What is a good score then? Looking at the leaderboard, 79% seems to be a fairly good score...
If your score can be matched with a heuristic criteria that don't necessarily mean your model have bad accuracy, that probably means machine learning is maybe not the right approach in cost / efficiency terms
look https://www.kaggle.com/code/yoni2k/top-3-with-only-4-features-no-data-leakage#Assumptions: this guy say 81.8% put you in the top 3% without data leakage
Thanks a lot!
Hi guys, I need a piece of advice, I'm really mad trying to fix this but no luck
I had 0,83 and something accuracy with predictions on validation data when I split the training set
I uploaded it to the competion and got 0,77
I asked ChatGPT and it? he? advised to check the tree max depth, and also use cross-validation where I should look to decrease the difference between best and worst score. Which I did
In 5 runs of cross validation I got:
Mean accuracy: 0.8305
Difference between max and min: 0.0449
So basically it should not be worse than 0.785
I uploaded the new submission and got even worse result of 0.76555
What do I do to get more relevant results on public data? 😭
it's exactly what i was asking lately. Seems like the score in cross validation and the score in the submissions have no linear correlation, or maybe is that the model may overfit even with good accuracy in cross validation. If you find what is happening pls comment it in this cannel, cuz i'm facing the same problem.

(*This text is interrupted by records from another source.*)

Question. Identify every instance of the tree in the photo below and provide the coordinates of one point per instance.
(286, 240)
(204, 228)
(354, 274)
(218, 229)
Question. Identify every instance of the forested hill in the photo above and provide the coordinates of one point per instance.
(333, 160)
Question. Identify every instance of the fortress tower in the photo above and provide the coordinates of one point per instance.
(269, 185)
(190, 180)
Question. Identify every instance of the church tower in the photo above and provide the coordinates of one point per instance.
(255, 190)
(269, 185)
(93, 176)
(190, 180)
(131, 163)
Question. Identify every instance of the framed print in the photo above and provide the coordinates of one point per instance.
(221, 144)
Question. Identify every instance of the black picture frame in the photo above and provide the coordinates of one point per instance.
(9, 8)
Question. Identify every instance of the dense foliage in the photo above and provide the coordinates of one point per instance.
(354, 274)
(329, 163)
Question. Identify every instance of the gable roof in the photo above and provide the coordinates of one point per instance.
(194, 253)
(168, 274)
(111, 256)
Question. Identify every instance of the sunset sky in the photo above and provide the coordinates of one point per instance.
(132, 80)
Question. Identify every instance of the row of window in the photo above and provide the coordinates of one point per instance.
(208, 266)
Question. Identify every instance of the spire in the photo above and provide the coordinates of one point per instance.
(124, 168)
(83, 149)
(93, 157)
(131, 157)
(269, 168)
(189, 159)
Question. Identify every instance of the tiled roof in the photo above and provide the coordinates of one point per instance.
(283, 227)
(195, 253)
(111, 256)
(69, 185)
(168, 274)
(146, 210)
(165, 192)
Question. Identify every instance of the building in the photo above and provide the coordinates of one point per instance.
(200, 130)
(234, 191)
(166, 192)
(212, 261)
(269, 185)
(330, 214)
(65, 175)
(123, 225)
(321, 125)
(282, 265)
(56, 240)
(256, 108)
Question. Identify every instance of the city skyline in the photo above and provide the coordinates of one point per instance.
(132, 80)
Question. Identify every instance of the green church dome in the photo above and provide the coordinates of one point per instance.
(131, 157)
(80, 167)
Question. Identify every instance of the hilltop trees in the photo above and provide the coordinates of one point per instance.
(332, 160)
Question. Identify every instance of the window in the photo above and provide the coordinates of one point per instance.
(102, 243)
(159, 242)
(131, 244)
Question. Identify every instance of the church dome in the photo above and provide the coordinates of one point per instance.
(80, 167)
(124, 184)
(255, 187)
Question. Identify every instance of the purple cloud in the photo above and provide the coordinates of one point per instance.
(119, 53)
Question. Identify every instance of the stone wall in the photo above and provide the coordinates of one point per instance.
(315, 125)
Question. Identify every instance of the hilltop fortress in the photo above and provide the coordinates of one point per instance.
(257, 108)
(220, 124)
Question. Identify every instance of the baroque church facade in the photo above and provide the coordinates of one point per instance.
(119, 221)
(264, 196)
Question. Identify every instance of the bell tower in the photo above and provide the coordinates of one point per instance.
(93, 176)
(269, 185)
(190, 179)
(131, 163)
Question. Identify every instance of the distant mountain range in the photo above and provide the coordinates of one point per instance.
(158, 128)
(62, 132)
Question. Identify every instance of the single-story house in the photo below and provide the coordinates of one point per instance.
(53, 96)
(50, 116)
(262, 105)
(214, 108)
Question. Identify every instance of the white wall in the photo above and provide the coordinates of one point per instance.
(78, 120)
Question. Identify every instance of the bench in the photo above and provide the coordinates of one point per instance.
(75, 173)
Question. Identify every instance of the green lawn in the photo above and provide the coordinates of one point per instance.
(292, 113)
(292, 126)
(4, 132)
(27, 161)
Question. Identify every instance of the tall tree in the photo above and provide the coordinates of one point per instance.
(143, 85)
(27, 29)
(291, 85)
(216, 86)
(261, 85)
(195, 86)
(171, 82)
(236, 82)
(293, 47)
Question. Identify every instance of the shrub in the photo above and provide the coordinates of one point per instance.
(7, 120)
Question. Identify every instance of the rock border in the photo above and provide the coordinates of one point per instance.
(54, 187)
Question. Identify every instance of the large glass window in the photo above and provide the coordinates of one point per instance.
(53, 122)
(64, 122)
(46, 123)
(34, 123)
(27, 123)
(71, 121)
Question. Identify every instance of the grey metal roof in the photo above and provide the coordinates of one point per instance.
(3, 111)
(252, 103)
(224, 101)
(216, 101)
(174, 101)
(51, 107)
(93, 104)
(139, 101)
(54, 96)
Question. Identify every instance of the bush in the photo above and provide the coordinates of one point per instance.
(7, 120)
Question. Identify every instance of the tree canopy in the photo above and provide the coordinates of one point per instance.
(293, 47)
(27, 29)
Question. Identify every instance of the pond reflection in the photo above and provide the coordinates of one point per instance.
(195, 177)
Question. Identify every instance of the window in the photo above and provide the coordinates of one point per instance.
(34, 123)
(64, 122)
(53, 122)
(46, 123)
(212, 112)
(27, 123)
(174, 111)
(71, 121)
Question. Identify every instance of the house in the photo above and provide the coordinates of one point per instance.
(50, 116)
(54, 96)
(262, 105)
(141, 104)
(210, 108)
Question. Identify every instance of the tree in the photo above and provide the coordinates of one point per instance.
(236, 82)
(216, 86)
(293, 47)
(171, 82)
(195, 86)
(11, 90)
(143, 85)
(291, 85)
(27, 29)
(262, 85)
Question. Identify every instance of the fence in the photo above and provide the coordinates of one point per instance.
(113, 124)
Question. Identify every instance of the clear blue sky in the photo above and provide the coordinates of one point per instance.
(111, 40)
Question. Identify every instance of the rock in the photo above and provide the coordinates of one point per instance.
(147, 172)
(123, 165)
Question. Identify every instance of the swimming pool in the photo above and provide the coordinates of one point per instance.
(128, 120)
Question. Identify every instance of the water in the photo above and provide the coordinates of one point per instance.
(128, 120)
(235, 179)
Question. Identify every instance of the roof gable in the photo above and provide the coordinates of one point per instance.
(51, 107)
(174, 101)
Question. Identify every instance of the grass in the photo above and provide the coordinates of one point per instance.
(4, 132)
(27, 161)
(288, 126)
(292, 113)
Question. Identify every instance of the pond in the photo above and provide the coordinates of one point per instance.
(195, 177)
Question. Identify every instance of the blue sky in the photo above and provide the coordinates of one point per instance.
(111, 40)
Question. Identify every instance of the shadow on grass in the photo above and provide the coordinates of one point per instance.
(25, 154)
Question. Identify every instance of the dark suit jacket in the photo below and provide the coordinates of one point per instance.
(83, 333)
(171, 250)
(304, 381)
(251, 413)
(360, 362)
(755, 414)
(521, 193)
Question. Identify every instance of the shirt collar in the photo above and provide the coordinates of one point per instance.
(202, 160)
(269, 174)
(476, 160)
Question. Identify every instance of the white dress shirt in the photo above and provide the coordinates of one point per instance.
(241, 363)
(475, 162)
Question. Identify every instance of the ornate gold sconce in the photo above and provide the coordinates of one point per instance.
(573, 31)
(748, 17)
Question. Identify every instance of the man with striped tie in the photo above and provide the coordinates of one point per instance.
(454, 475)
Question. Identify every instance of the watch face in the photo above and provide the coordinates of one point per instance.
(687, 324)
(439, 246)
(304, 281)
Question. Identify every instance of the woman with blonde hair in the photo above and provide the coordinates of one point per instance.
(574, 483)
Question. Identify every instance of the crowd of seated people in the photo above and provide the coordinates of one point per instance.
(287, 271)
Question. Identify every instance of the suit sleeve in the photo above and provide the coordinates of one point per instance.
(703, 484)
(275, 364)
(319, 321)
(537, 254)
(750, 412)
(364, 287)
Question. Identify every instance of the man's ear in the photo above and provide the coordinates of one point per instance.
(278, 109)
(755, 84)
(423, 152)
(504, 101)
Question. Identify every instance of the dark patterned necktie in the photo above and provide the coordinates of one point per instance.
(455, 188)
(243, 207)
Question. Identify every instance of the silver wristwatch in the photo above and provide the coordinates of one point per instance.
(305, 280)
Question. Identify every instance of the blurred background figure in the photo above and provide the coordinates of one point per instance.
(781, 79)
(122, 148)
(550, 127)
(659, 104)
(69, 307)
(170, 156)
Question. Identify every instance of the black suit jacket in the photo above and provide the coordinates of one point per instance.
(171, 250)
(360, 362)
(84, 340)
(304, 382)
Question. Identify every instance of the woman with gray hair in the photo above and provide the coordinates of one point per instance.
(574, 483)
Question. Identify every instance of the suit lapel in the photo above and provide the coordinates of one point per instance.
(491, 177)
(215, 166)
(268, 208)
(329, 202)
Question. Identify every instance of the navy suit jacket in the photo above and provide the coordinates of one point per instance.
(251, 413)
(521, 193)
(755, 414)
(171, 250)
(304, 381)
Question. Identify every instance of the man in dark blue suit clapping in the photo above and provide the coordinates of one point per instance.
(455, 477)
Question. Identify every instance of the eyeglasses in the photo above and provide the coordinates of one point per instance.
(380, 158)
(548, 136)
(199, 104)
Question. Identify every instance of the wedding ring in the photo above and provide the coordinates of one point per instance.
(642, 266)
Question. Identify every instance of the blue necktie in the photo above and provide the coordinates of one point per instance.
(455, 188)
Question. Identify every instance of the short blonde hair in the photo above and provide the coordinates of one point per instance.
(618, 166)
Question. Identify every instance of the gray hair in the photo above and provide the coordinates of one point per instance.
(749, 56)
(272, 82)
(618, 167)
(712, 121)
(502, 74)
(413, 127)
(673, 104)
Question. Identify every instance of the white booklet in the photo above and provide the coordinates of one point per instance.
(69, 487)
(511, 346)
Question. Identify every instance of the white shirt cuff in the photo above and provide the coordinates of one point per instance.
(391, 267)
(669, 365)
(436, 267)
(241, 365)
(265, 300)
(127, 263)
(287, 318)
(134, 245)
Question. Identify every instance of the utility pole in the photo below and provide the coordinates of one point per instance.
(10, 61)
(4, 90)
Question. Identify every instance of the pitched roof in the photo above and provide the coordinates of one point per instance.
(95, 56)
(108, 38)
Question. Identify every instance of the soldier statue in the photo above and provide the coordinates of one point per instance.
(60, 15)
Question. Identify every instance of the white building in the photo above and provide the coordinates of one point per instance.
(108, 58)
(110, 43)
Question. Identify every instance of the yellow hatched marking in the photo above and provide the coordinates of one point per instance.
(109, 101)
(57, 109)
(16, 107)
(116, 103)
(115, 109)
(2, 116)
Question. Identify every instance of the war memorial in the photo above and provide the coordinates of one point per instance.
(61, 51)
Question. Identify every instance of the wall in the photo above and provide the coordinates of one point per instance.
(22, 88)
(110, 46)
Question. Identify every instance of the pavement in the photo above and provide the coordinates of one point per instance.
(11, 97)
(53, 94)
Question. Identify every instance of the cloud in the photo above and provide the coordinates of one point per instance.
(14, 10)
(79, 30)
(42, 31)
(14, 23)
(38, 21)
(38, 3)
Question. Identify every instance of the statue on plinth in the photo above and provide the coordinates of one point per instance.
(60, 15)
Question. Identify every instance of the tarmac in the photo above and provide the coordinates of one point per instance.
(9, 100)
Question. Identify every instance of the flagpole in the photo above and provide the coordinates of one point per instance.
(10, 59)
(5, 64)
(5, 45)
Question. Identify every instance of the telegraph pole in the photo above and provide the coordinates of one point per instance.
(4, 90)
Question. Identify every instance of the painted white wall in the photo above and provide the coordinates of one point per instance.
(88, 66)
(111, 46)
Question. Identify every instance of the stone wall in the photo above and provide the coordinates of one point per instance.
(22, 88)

anybody has an idea why simple logistic regression is doing better than NN
I had some advances with the problem, is clearly overfitting.
Ive tried using regularizations with best lambda for cross validation set but still worse in test set than logistic regr.
one thing I haven’t done is parsing Name.. mostly just ignored it
It might be likely that married with kids might be less likely to survive, as well titles like Master might mean more likely to survive…
6 years old, also there's a ton of leakage and cheating in this since results are known. Any legit model in above 83% seems to be a big stack of models with a mix of rules and sending the rest to a gradient boosting algo.
Like Chris Deotte's scores https://www.kaggle.com/code/cdeotte/titanic-wcg-xgboost-0-84688 84.6%. This is a really complicated solution for a beginner which is why I don't even recommend people trying to learn to try to further optimize based basic logistic regression and XGBoost.
do some feature engineering, do some model building, submit and move on to a new problem, imo!
Hi, how are you? I’m working on the Titanic project and did stacking (XGBoost, Random Forest, and Logistic Regression) and finalized with a Soft Voting ensemble (XGBoost, Random Forest, Logistic Regression plus the previous Stacking). I got evaluation results of VotingClassifier (Soft Voting)
Accuracy: 0.8492
ROC AUC: 0.8764.
However, my ranking is very low (Score: 0.76315), and I don’t understand why — I thought these were good results. Could someone please suggest how to improve? I’m still learning!
My Code is here: https://www.kaggle.com/code/lorrancintra/titanic-4-hybrid-ensemble-final
Sry i don't get it. U say that approach have data leakage? cuz i read his methodology and i was not able to recognize any type of data leakage.
Which approach? Chris? Not really leakage but it's implicit reverse engineering. The models that were stacked performed very well on the same test data. It's pretty easy to see how this wouldn't happen in a majority of settings. But it's kaggle, not real life so go for it
Chris is just crafty as heck and was able to make the best of it given years of submissions before him
I feel bad that you went to all that trouble with that result. Your feature engineering doesn't look to add any signal to the log reg base line model with no feature engineering, it may have added more noise
My best was light feature engineering and a stable xgboost
Embarked is def not a feature I found useful, why'd you train your model on it
Couldn't look at it too long, looks very AI generated, you need to drop alot of useless / redundant features that aren't adding any signal though!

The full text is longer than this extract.